36 N.Y.S. 245 | N.Y. Sup. Ct. | 1895
The complaint alleged the making of an agreement on the 20th day of October, 1892, by which the defendant, in consideration of the sum of $1,500 then paid, gave to the plaintiff the option at any time between its date and the 31st day of December, 1892, of purchasing for the sum of $85,000 a certain tract of land, situated in the town of Mamaboneck, county of Westchester; a breach of the agreement by the defendant; and demanded damages in the sum of $11,500. The answer, among other things, denied the breach of the agreement by the defendant; and upon the trial the court submitted such question to the jury, who rendered a verdict in favor of the plaintiff in the sum of $2,998. Against the objection of the defendant that “the evidence is immaterial, irrelevant, and incompetent, also as too remote on the question of damages, and as speculative, and as not competent proof of the measure of damages,” the plaintiff was allowed to testify that his intent in purchasing the land was to lay it out in lots and retail the lots; that he told the defendant, before procuring the option, that it was his intention to spend about $50,000 in developing the property; how, since the breach of the agreement, he had figured out how many building sites were contained in the plot, and found it would cut up into 255 lots, of about 50 feet front, and from 100 to 150 feet in depth.
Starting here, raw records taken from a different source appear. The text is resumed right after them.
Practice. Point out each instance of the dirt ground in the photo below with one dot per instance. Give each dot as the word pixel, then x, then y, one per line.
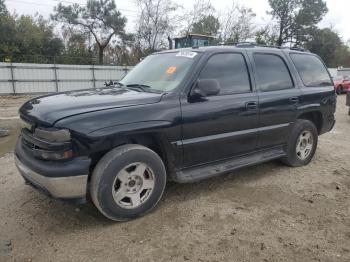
pixel 265 213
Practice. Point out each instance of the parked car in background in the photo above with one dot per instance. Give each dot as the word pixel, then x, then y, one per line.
pixel 181 115
pixel 341 84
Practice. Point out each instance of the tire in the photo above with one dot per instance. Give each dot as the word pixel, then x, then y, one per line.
pixel 298 142
pixel 340 90
pixel 125 164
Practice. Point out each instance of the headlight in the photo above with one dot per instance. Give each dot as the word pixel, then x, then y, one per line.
pixel 53 135
pixel 52 155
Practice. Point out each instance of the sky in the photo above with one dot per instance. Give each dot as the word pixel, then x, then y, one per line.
pixel 337 16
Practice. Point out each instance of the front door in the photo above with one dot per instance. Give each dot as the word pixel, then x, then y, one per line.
pixel 224 125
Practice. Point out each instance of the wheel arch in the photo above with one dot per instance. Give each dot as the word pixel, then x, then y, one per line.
pixel 315 117
pixel 152 137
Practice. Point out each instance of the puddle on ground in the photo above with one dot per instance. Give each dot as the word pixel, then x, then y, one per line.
pixel 7 143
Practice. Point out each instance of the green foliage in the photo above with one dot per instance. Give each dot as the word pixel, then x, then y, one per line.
pixel 208 25
pixel 296 18
pixel 3 9
pixel 266 35
pixel 100 18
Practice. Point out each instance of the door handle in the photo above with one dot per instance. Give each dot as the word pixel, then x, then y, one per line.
pixel 294 99
pixel 251 105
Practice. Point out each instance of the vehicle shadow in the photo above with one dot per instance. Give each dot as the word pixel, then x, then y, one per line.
pixel 79 216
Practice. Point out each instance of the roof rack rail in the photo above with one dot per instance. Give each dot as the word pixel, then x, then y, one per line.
pixel 252 44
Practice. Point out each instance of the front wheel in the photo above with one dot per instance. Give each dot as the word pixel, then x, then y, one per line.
pixel 302 143
pixel 128 182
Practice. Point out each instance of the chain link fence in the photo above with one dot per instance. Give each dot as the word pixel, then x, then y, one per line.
pixel 29 78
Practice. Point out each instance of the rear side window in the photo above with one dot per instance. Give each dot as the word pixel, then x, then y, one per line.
pixel 311 70
pixel 272 72
pixel 230 70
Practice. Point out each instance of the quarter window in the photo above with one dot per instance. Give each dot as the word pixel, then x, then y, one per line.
pixel 272 72
pixel 311 70
pixel 230 70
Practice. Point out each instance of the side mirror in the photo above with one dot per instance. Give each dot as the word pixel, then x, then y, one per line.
pixel 205 87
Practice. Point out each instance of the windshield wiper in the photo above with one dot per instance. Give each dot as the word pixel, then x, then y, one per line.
pixel 140 87
pixel 111 83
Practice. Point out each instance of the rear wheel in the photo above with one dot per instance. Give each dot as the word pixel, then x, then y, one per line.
pixel 302 143
pixel 340 90
pixel 128 182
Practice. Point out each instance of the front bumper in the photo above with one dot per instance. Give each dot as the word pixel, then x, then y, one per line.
pixel 61 180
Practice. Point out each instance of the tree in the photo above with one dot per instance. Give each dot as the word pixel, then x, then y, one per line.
pixel 237 24
pixel 155 22
pixel 100 18
pixel 208 25
pixel 266 35
pixel 296 18
pixel 3 9
pixel 328 45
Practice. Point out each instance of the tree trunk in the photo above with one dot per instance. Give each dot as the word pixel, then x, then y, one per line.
pixel 280 37
pixel 100 54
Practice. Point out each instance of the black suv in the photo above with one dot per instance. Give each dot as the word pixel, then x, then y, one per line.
pixel 181 115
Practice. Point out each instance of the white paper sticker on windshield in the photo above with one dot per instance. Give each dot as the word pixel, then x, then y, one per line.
pixel 188 54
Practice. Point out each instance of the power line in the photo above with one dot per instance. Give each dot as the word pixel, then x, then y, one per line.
pixel 68 2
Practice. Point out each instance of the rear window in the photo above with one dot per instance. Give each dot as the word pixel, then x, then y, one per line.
pixel 272 72
pixel 311 70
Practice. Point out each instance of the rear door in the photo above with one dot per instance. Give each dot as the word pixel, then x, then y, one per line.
pixel 279 97
pixel 225 125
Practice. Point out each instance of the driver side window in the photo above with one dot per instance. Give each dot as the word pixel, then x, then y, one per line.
pixel 230 70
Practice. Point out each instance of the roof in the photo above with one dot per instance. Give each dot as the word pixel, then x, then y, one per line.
pixel 235 47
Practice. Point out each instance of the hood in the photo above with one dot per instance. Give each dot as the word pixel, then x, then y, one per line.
pixel 51 108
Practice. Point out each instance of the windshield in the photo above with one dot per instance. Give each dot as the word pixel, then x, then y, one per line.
pixel 338 78
pixel 161 72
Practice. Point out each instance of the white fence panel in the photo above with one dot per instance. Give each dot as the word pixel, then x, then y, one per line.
pixel 20 78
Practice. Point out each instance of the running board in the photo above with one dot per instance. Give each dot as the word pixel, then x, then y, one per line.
pixel 201 172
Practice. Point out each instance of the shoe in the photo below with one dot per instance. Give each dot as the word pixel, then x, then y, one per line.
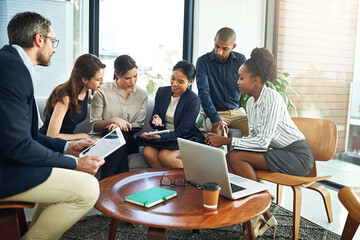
pixel 271 223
The lots, he testified, would not all sell at the same price, but one-half would be worth about $1,000 apiece, and others $800
“The general rule certainly is that where the vendor has the title, and for any reason refuses to convey it as required by his contract, he shall respond in law for the damages, in which he shall make good to the plaintiff what he has lost by his bargain not being lived up to. This gives the vendee the difference between the contract price and the value at the time of the breach, as profits or advantages which are the direct and immediate fruits of the contract.”
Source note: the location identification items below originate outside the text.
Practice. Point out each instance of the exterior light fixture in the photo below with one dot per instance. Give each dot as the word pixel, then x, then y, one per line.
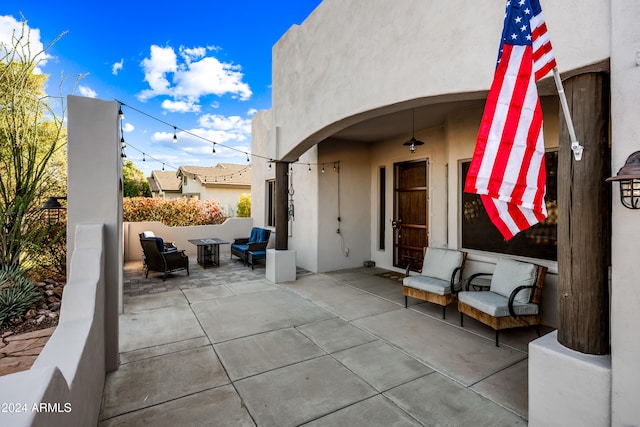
pixel 52 209
pixel 629 177
pixel 413 142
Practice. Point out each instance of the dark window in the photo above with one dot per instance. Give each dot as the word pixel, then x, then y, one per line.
pixel 382 208
pixel 539 241
pixel 271 205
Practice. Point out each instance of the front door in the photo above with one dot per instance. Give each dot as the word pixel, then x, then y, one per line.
pixel 411 205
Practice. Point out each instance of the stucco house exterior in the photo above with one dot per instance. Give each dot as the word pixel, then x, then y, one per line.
pixel 165 184
pixel 356 80
pixel 351 85
pixel 224 182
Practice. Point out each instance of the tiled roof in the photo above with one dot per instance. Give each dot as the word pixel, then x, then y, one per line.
pixel 166 181
pixel 221 174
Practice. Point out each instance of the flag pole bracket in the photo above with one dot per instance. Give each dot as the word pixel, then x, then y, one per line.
pixel 575 145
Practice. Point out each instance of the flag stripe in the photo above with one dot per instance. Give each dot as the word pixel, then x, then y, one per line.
pixel 507 169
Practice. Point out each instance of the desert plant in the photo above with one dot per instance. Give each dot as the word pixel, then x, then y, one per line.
pixel 244 206
pixel 32 136
pixel 17 294
pixel 172 212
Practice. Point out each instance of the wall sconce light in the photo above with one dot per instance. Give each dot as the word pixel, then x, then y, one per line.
pixel 52 209
pixel 629 177
pixel 413 142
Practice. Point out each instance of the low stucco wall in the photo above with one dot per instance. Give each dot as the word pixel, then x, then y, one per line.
pixel 64 385
pixel 231 229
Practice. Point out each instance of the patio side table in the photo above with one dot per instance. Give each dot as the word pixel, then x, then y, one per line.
pixel 208 251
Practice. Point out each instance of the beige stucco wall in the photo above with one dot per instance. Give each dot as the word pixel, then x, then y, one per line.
pixel 410 50
pixel 625 137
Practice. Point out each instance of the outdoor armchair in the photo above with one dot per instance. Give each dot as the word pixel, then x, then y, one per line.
pixel 439 279
pixel 158 258
pixel 256 242
pixel 510 299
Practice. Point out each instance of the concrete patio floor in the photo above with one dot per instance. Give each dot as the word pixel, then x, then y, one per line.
pixel 225 347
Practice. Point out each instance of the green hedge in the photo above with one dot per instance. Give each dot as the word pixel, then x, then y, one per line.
pixel 172 212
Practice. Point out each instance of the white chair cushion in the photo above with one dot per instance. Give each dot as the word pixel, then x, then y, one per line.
pixel 428 284
pixel 440 263
pixel 495 304
pixel 510 274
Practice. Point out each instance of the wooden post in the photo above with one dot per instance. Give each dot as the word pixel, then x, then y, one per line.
pixel 282 205
pixel 584 218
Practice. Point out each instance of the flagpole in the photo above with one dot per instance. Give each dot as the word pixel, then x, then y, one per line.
pixel 575 145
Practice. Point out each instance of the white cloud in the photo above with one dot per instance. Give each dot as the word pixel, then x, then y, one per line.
pixel 185 106
pixel 233 132
pixel 116 67
pixel 86 91
pixel 162 61
pixel 188 77
pixel 11 30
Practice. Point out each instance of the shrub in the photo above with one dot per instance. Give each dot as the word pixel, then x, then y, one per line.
pixel 17 294
pixel 244 206
pixel 172 212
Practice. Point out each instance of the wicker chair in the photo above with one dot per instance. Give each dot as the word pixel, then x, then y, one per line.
pixel 256 242
pixel 510 299
pixel 158 258
pixel 439 280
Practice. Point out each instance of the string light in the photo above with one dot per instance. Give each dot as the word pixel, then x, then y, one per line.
pixel 175 140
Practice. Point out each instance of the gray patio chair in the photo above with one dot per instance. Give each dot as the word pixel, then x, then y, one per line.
pixel 511 299
pixel 157 258
pixel 439 279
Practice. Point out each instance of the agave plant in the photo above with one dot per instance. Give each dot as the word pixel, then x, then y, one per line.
pixel 17 293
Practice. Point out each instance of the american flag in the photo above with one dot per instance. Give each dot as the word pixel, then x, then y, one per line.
pixel 507 169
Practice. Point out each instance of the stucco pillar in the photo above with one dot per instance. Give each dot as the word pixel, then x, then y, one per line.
pixel 281 262
pixel 282 206
pixel 95 197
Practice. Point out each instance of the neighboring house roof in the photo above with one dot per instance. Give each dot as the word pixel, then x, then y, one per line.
pixel 165 181
pixel 229 174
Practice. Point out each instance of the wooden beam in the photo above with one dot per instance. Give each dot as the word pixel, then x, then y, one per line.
pixel 584 218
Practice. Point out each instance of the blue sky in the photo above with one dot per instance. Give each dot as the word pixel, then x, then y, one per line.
pixel 202 66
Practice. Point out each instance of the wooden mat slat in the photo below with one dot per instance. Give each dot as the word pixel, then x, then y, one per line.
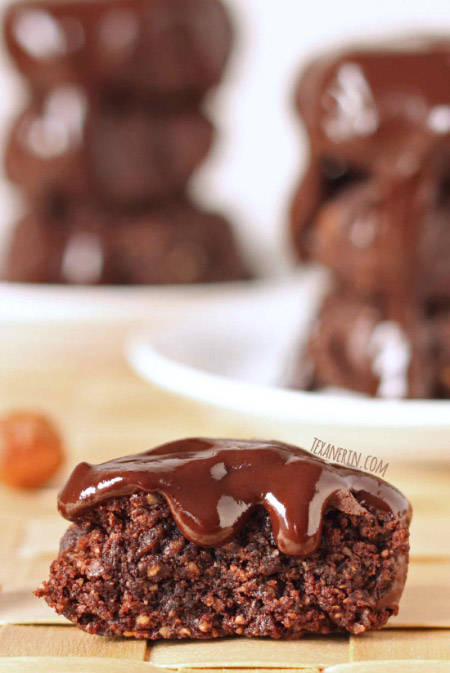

That the evidence was offered for the purpose of obtaining a greater amount of damages than the rule thus referred to would afford is apparent from the character of the testimony of the plaintiff,' received under objection. That the court so understood it, and so advised the jury, appears from the charge, in which the court, after referring briefly to the plan of the plaintiff in malting the purchase for the purpose of laying it out into residential lots, to accomplish which he had a syndicate behind him, said:
“Ordinarily, on the breach of such an agreement, the amount which -a party would be entitled to recover would be the difference between the contract price and that which was the marketable value of the property. But there are cases in which, where it can be seen from the evidence damages were certain to follow from the breach of the agreement, other than the mere difference between the contract price and the market price, those may be taken into consideration by the jury, but those cases are rare.”
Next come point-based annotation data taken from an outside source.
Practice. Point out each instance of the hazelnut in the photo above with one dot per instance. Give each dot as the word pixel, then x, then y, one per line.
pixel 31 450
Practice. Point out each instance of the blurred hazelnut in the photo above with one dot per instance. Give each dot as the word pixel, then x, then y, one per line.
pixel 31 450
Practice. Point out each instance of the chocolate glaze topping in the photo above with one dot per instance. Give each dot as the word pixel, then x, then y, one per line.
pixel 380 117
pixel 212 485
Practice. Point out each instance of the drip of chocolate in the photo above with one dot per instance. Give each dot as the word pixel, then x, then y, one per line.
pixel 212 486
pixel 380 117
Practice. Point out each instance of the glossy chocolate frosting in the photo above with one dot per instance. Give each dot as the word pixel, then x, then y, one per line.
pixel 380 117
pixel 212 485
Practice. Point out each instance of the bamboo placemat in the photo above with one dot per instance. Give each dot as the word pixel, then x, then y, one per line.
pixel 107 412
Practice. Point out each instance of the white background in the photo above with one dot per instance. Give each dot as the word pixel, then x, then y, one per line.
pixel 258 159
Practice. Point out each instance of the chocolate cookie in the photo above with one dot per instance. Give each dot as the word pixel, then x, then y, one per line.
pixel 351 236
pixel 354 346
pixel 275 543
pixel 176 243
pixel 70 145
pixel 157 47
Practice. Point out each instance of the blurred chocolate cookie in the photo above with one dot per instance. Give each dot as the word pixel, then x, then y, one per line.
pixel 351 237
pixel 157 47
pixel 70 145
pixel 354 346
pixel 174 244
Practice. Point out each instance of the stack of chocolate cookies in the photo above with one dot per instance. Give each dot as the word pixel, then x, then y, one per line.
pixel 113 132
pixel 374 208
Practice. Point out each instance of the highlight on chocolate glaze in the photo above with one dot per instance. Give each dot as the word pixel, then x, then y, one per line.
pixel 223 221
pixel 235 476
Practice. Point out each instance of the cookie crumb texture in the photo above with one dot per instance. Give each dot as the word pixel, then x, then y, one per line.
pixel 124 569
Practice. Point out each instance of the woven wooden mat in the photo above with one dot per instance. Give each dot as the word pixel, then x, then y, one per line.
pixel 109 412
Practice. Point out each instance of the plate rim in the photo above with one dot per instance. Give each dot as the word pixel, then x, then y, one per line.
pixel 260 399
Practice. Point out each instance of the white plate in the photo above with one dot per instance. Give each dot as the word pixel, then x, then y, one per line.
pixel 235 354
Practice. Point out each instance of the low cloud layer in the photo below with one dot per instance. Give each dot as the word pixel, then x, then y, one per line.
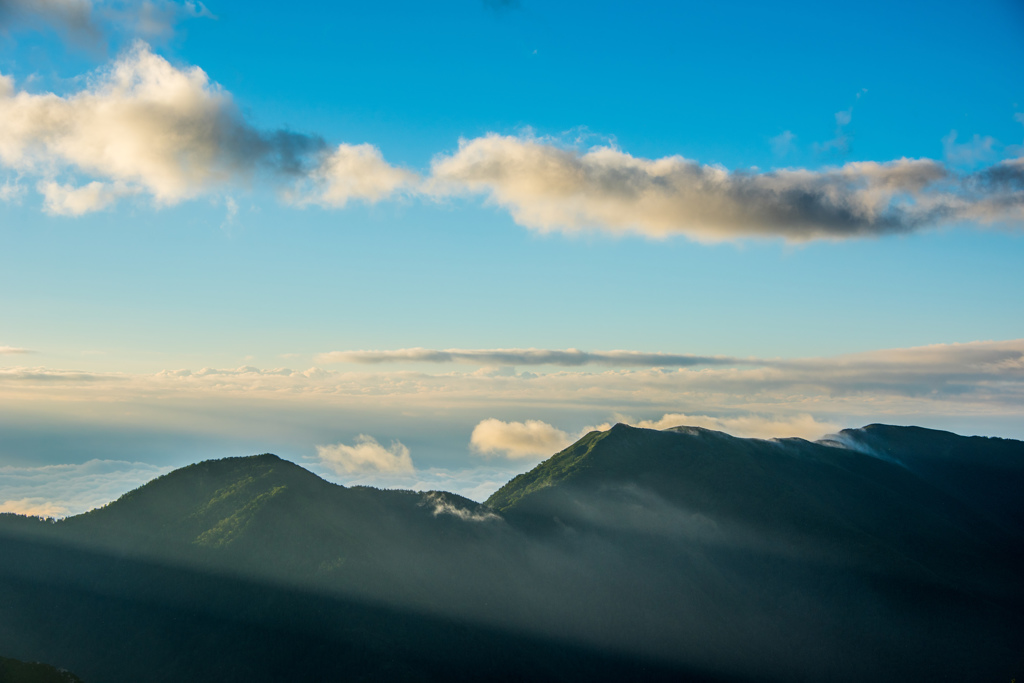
pixel 517 439
pixel 57 491
pixel 529 356
pixel 12 350
pixel 751 426
pixel 366 456
pixel 145 126
pixel 549 187
pixel 534 438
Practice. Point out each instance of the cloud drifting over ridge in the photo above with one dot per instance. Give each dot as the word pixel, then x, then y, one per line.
pixel 517 439
pixel 366 456
pixel 549 187
pixel 530 356
pixel 144 125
It cannot be said that the evidence basing value upon contemplated sales after the property should have been laid out in lots did not affect the verdict of the jury, for other witnesses acquainted with the value of real estate in that vicinity testified that the fair market value of the property at the time of the breach of the contract did not exceed the contract price of $85,000.
The judgment and order should be reversed, and a new trial granted, with costs to the appellant to abide the event.
VAN BBUNT, P. J., concurs. FOLLETT, J., concurs in result.